Les travaux des chercheurs en sciences sociales contredisent souvent le point de vue généralement partagé : cela veut-il dire que vous avez raison contre tout le monde ?
Il existe un certain nombre de spécialistes autoproclamés de la sécurité qui fréquentent beaucoup les média et qui ont l’écoute privilégiée des politiques. Leur succès tient aux positions simples et rapides qu’ils adoptent. Ils ont en général réponse à tout et fournissent des solutions qui semblent pouvoir régler tous les problèmes. Là où les chercheurs ont besoin de temps, pour bien approfondir un sujet et expliquer comment ils procèdent pour arriver à leurs résultats, ces prétendus spécialistes sont bien plus en cohérence avec les exigences médiatiques qui demandent à faire le tour d’une problématique en moins de cinq minutes. Là où les scientifiques se méfient d’une instrumentalisation, ces pseudos spécialistes hésitent d’autant moins à répondre aux demandes implicites des pouvoirs publics qu’ils savent répondre à leurs attentes, en apporter une caution aux choix idéologiques dominants. Reconnaissons que les décideurs qui font des appels d’offre pour différentes recherches ont tendance parfois à sélectionner les équipes qui leur permettent de justifier leurs politiques. Ils savent donc ce qu’ils veulent et se tournent en priorité vers ceux dont ils savent qu’ils leur apporteront les réponses qu’ils souhaitent entendre. Les uns et les autres s’y retrouvent donc.
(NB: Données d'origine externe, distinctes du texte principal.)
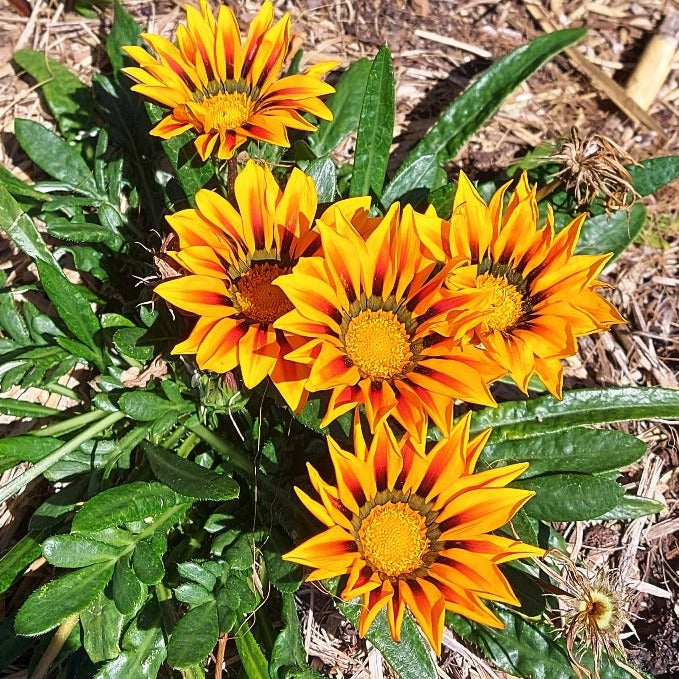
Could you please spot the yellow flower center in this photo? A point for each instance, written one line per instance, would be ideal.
(257, 298)
(507, 303)
(599, 609)
(225, 110)
(378, 344)
(394, 538)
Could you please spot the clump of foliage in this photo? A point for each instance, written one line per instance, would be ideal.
(170, 504)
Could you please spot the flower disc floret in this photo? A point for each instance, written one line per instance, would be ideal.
(225, 90)
(381, 328)
(378, 344)
(393, 539)
(414, 529)
(232, 259)
(543, 295)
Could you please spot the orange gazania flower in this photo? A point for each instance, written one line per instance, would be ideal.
(381, 327)
(543, 296)
(226, 91)
(414, 531)
(232, 260)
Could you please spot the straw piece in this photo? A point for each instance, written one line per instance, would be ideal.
(655, 64)
(606, 85)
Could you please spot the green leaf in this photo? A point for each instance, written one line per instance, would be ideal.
(21, 229)
(84, 232)
(130, 343)
(652, 174)
(194, 636)
(14, 562)
(10, 406)
(603, 234)
(134, 501)
(524, 419)
(28, 448)
(187, 477)
(254, 661)
(71, 305)
(466, 114)
(50, 605)
(143, 649)
(147, 565)
(191, 172)
(632, 507)
(576, 450)
(18, 187)
(288, 657)
(76, 551)
(129, 593)
(145, 406)
(411, 658)
(69, 99)
(375, 128)
(102, 625)
(324, 174)
(570, 497)
(124, 31)
(442, 199)
(414, 186)
(54, 155)
(345, 105)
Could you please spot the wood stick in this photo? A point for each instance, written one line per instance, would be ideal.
(655, 63)
(599, 79)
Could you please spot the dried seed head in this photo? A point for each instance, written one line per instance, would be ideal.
(594, 612)
(594, 166)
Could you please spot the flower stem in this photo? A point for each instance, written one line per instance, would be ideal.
(67, 426)
(58, 640)
(547, 189)
(18, 482)
(226, 449)
(231, 174)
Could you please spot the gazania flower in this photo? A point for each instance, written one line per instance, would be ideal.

Justement, comment réussir à faire plutôt entendre la voix des chercheurs qui semblent présenter de meilleures garanties ?
Les chercheurs ne sont pas des militants. S’ils peuvent s’engager dans leur vie de citoyen, c’est à titre personnel. Leurs travaux ne souffrent pas d’une quelconque partialité. Si c’était le cas, leurs résultats feraient rapidement l’objet de remises en cause qui invalideraient leur crédibilité. Ils ne peuvent se porter au-devant de la scène publique, en revendiquant en tant que chercheur, une opinion. Quand ils s’expriment, c’est pour faire état de ce que leur travail a démontré. Nous communiquons volontiers les résultats de nos recherches, en répondant aux media quand ils nous interrogent, comme je le fais avec vous. Nous pouvons aussi tenir des conférences ou intervenir dans des formations. Mais, nous ne disposons pas de réseaux d’influence et n’avons pas pour ambition première de peser sur les décisions politiques. Nous ne pouvons offrir que nos productions issues de notre savoir-faire et d’une méthodologie basée sur la rigueur des règles scientifiques. Ce qui ne nous rend pas toujours très audibles. Mais ce qui constitue notre faiblesse est aussi notre force. Car si nous ne sommes guère capables de nous inscrire dans l’immédiateté et la simplification de certaines demandes médiatiques, l’analyse en profondeur que nous essayons de réaliser apporte des pistes sur la durée.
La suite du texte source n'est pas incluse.